We describe the ResNet20 architecture from the ground up, including custom initialization and handling shortcuts with lambda layers. We construct a network using convolutional blocks and residual connections to capture hierarchical features. Finally we integrate the creation of the model into a reusable function that delivers it directly to the selected device.
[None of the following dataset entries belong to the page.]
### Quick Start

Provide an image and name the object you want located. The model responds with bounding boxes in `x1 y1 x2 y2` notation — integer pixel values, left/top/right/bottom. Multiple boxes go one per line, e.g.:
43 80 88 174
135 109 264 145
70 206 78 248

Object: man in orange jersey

class CosineLRwithWarmup(torch.optim.lr_scheduler._LRScheduler):
   def __init__(self, optimizer, warmup_steps, decay_steps, warmup_lr=0.0, last_epoch=-1):
       self.warmup_steps = warmup_steps
       self.warmup_lr = warmup_lr
       self.decay_steps = max(decay_steps, 1)
       super().__init__(optimizer, last_epoch)


   def get_lr(self):
       if self.last_epoch < self.warmup_steps:
           return [
               (base_lr - self.warmup_lr) * self.last_epoch / max(self.warmup_steps, 1) + self.warmup_lr
               for base_lr in self.base_lrs
           ]
       current_steps = self.last_epoch - self.warmup_steps
       return [
           0.5 * base_lr * (1 + math.cos(math.pi * current_steps / self.decay_steps))
           for base_lr in self.base_lrs
       ]


def get_optimizer_scheduler(model, lr, weight_decay, warmup_steps, decay_steps):
   optimizer = torch.optim.SGD(
       filter(lambda p: p.requires_grad, model.parameters()),
       lr=lr,
       momentum=0.9,
       weight_decay=weight_decay,
   )
   scheduler = CosineLRwithWarmup(optimizer, warmup_steps, decay_steps)
   return optimizer, scheduler


def loss_fn_default(model, outputs, labels):
   return F.cross_entropy(outputs, labels)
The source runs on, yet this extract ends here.